Thursday, July 31, 2008

Beer!


I thought of posting some witty insight, again, on frugality or spirituality or environmentalism. And honestly, all of those things are on my mind. But you know, beer ties into all of that. Beer is frugal ($1.75 a mug at Paddy O'Toole's!), beer is spiritual (it's proof God loves us and wants us to be happy) and it's good for the environment (plants reduce our carbon footprint!). And really, beer is all about love. It's frosty. It's foamy. It's so refreshing on a summer day. It's the reason my pants are too tight, but we won't go there.

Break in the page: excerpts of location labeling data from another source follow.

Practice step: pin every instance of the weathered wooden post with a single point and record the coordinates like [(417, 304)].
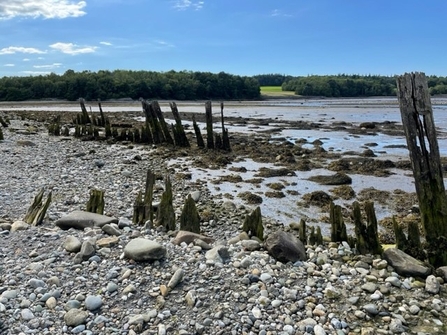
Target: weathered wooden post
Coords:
[(225, 138), (253, 224), (338, 227), (36, 212), (209, 125), (190, 219), (95, 203), (199, 137), (417, 119), (85, 118), (164, 127), (165, 212)]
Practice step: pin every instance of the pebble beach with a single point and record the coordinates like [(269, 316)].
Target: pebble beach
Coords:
[(55, 281)]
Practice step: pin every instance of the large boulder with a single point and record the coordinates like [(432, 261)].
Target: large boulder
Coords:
[(285, 247), (141, 249), (189, 237), (81, 220), (404, 264)]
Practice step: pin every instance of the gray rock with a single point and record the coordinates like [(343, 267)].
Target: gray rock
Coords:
[(75, 317), (88, 249), (141, 249), (19, 225), (432, 285), (81, 220), (93, 302), (189, 237), (218, 254), (404, 264), (251, 245), (72, 244), (111, 230), (35, 283), (27, 314), (285, 247)]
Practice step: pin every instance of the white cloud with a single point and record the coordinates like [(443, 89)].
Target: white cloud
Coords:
[(186, 4), (48, 9), (72, 49), (13, 50), (49, 66)]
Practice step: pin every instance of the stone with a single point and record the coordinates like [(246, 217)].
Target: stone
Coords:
[(432, 285), (251, 245), (107, 242), (72, 244), (81, 220), (111, 229), (75, 317), (19, 225), (404, 264), (93, 302), (285, 247), (141, 249), (218, 254), (189, 237), (88, 249)]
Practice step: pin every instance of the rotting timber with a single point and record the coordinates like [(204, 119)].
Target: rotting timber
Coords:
[(420, 132)]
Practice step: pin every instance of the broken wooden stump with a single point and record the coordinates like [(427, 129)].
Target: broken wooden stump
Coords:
[(200, 142), (164, 127), (338, 227), (190, 219), (95, 203), (84, 117), (420, 132), (315, 236), (143, 210), (209, 125), (302, 233), (366, 233), (180, 137), (165, 212), (225, 137), (36, 212), (253, 224)]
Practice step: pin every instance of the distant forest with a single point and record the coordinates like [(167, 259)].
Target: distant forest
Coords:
[(186, 85)]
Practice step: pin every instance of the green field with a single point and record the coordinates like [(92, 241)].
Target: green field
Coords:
[(275, 91)]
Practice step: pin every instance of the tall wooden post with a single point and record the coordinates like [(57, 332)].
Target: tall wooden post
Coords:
[(209, 125), (420, 132)]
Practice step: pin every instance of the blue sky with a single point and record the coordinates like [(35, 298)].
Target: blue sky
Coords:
[(244, 37)]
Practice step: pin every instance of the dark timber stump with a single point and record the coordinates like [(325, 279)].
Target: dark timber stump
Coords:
[(417, 119), (96, 202), (36, 212), (209, 125)]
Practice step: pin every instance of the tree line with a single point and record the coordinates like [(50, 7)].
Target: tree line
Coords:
[(119, 84), (187, 85), (354, 85)]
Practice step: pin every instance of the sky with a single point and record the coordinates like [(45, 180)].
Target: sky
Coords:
[(241, 37)]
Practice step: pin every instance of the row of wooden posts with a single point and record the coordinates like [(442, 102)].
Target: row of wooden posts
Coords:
[(420, 131), (155, 129)]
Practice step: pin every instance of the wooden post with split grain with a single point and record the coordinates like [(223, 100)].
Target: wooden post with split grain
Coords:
[(95, 203), (209, 125), (179, 132), (338, 227), (418, 123), (36, 212), (225, 138)]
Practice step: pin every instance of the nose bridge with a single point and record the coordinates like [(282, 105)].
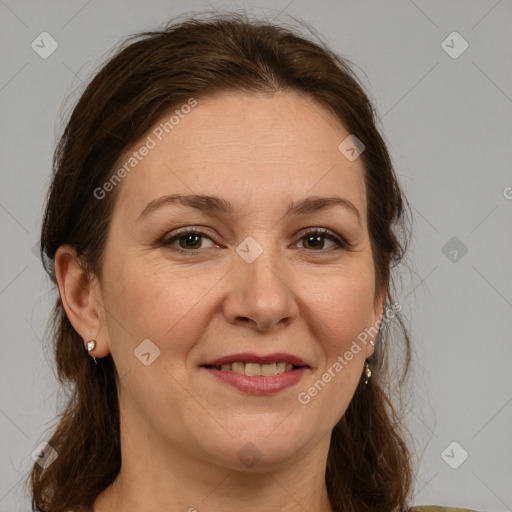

What's more, beer brings the family together. Conversation between my husband and myself:

Husband: Guess who signed Manny Ramirez? The DODGERS.
Me: Ugh. Joe will be insufferable.
Husband: He already is. How do you think I found out about it?
Me: We need beer.
Husband: How about a few pints on the way home from work?

Sigh. Makes you all warm and fuzzy, no?

Plus, it's good for the economy. Maybe if I tip him, Buddy won't gripe about his car payment.

2 comments:

Stubby said...

Have to agree. The family that drinks together - passes out together. Oh wait. That isn't what I wanted to say. I'll have to go and find the email a friend sent me. Be back later.

Stubby said...

OK - I found it ~

'Without question, the greatest invention in the
history of mankind is beer. Oh, I grant you that the
wheel was also a fine invention, but the wheel does
not go nearly as well with pizza.'
~ Dave Barry

To some it's a six-pack, to me it's a Support Group.
~ Dave Howell

Saving the best for last ~

And saving the best for last, as explained by Cliff Clavin, of Cheers.

One afternoon at Cheers, Cliff Clavin was explaining the 'Buffalo Theory' to
his buddy Norm.

Here's how it went:

'Well ya see, Norm, it's like this... A herd of buffalo can only move as
fast as the slowest buffalo. And when the herd is hunted, it is the
slowest and weakest ones at the back that are killed first. This natural
selection is good for the herd as a whole, because the general speed and
health of the whole group keeps improving by the regular killing of the
weakest members.

In much the same way, the human brain can only operate as fast as the
slowest brain cells. Excessive intake of alcohol, as we know, kills
brain cells. But naturally, it attacks the slowest and weakest brain
cells first. In this way, regular consumption of beer eliminates the
weaker brain cells, making the brain a faster and more efficient machine.
That's why you always feel smarter after a few beers.'

Gotta love Cliffie!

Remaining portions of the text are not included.